Passar os dias retirado n'essa quinta tam triste d'além do Alfeite, e
não podêr vir aqui senão de noite, por instantes, e Deus sabe com que
perigo!
*Telmo*. Perigo nenhum; todos o sabem e fecham os olhos. Agora é so
conservar as apparencias ahi mais uns dias, e depois fica tudo como
d'antes.
*Maria*. Ficará, póde ser, Deus queira que seja!--Mas tenho ca uma coisa
que me diz que aquella tristeza de minha mãe, aquelle susto, aquelle
terror em que está--e que ella disfarça com tanto trabalho na presença
de meu pae (tambem a mim m'o queria incobrir, mas agora ja não póde,
coitada!) aquillo é presentimento de desgraça grande...--Oh! mas é
verdade... vinde ca: (_Leva-o deante dos tres retrattos que estão no
fundo; e apontando para o de D. João_) de quem é este retratto aqui,
Telmo?
*Telmo*, _olha, e víra a cara de repente_. Esse é... hade ser... é um da
familia, d'estes senhores da casa de Vimioso que aqui estão tantos.
*Maria*, _ameaçando-o com o dedo_. Tu não dizes a verdade, Telmo.
*Telmo*, _quasi offendido_. Eu nunca menti, senhora D. Maria de Noronha.
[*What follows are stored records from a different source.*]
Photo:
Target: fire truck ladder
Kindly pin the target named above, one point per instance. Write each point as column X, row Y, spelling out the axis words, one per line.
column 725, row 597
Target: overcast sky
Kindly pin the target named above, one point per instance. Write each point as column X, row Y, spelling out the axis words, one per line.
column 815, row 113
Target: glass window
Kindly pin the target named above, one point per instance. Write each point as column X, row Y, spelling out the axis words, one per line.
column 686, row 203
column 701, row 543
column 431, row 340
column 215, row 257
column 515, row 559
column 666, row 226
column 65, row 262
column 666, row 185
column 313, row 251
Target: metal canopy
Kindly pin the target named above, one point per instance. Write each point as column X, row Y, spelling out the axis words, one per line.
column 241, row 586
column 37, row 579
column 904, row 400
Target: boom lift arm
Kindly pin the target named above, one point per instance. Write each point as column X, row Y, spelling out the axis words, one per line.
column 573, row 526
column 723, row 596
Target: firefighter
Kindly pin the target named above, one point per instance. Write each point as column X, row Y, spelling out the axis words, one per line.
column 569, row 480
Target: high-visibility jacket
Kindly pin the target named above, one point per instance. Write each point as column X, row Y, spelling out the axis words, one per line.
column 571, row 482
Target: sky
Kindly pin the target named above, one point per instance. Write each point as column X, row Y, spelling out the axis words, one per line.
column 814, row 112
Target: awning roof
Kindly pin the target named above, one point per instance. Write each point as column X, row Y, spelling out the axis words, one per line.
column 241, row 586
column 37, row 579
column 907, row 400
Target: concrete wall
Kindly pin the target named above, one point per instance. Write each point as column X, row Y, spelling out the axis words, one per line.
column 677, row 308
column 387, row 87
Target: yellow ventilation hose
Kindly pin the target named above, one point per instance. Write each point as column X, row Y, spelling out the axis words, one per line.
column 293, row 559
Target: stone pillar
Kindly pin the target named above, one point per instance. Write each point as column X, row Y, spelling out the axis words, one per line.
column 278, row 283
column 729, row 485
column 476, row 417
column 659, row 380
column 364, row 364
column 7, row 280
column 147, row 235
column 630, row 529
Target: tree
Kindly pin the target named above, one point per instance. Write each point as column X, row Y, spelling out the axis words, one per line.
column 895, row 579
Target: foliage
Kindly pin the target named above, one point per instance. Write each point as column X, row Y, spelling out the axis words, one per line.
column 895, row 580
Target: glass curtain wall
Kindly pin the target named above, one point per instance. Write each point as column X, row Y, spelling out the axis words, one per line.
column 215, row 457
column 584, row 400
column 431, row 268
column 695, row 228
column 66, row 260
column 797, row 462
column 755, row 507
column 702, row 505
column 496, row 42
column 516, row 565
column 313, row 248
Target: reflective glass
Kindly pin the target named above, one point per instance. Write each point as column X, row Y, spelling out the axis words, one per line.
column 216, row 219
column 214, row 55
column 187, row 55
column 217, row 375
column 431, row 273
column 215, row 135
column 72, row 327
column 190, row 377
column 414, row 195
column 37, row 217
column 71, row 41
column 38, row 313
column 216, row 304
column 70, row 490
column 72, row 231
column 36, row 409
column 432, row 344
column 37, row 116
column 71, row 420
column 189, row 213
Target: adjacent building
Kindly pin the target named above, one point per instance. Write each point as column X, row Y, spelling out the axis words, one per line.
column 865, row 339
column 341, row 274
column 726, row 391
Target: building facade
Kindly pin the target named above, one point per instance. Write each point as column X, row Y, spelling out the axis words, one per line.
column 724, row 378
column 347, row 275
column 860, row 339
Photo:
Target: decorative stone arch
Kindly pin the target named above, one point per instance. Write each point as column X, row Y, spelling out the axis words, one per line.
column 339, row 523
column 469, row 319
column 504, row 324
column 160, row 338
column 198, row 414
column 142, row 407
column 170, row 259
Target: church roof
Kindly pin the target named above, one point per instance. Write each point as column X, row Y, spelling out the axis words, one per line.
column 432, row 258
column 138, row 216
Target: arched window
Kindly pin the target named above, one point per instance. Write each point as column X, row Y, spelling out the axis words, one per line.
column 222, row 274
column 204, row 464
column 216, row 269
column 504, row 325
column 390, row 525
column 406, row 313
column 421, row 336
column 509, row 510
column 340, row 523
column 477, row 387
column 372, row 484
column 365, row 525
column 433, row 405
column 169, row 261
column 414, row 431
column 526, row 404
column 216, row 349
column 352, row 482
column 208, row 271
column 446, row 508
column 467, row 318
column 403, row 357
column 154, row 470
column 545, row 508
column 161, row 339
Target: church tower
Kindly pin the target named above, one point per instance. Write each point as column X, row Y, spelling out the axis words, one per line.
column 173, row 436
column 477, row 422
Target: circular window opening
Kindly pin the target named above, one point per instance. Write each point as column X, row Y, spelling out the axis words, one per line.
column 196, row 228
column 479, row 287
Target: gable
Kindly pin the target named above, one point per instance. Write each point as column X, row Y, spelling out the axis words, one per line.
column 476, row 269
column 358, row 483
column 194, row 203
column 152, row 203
*Maria*. Mas não diz a verdade toda o senhor Telmo-Paes; que é quasi o
mesmo.
*Telmo*. O mesmo!... Disse-vos o que sei, e o que é verdade; é um
cavalleiro da familia de meu outro amo que Deus... que Deus tenha em bom
logar.
*Maria*. E não tem nome o cavalleiro?
*Telmo*, _imbaraçado_. Hade ter: mas eu é que...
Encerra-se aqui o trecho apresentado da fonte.